I had already made up my mind about this.

‘I shall give in my notice at the pool,’ I said, ‘and as soon as I have worked out my month I shall go to Paris and write my novel.’

‘Won’t you live in the house this woman has left you?’

‘No. It is far too large. Unfortunately it needs a great deal done to it before I have any hope of selling it, but all that can wait.’

‘I don’t want to go to Paris,’ said Niobe. I suppose I looked taken aback. It had not occurred to me to suggest that she should accompany me. That would be no way to break our liaison.

‘Oh, I see,’ she added at once. ‘No doubt I should be in the way.’

‘It isn’t that,’ I said, ‘but, well, I shall be pretty busy with my writing, you know. I mean, there wouldn’t be shopping and the opera and the Folies and all that sort of thing. It wouldn’t be any fun for you. Besides, there’s your job. One of us has to stay here in charge of the pool. You wouldn’t want to – what I mean is that I shall only be gone for a year. I don’t intend to live permanently in Paris.’

‘All right, all right,’ she said. ‘I’ve told you I don’t want to go with you. No need for all these excuses. Anyway, if all I hear about Paris is true, you’ll want to feel perfectly free to go all Montmartre there, so perhaps you’d better have this back.’

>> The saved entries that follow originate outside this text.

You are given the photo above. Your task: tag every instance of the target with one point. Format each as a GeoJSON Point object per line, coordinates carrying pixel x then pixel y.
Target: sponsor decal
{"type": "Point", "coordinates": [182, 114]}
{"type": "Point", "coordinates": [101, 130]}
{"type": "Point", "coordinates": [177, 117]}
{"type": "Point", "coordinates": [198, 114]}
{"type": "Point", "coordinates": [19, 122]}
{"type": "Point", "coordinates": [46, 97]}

She took off the ring I had given her five years previously. At the pool she did not wear it on her engagement finger, but on the forefinger of her left hand.

‘Oh, come, now!’ I said, nonplussed by her definite reaction. ‘No need for histrionics. A year is only a year. I shall be back again almost before you know I’ve gone. We can make all our arrangements then.’

‘Very well,’ she said. It was clear to me that she had herself in hand, for she put the ring back, but this time on to her right hand. There was not going to be any fuss. She smiled brightly at me, but added, to my dismay, ‘Just so long as you don’t plan to be shut of me altogether. Why don’t you take me to see this ducal mansion of yours? It’s good for the poor to see how a rich man lives.’

‘I’m not going to live there, I tell you,’ I said, exasperated by what seemed a volte-face on her part, ‘and I can’t take you to see it until I’ve worked out my notice and we can use your half day.’

‘Don’t you want me to see it?’

‘Yes, of course I do, if you’d like to. Not that you’ll think much of it in its present state. It will take thousands to do it up. I wonder really whether it wouldn’t be better to let it maunder into total decay rather than spend all that money on it and then perhaps not be able to sell it.’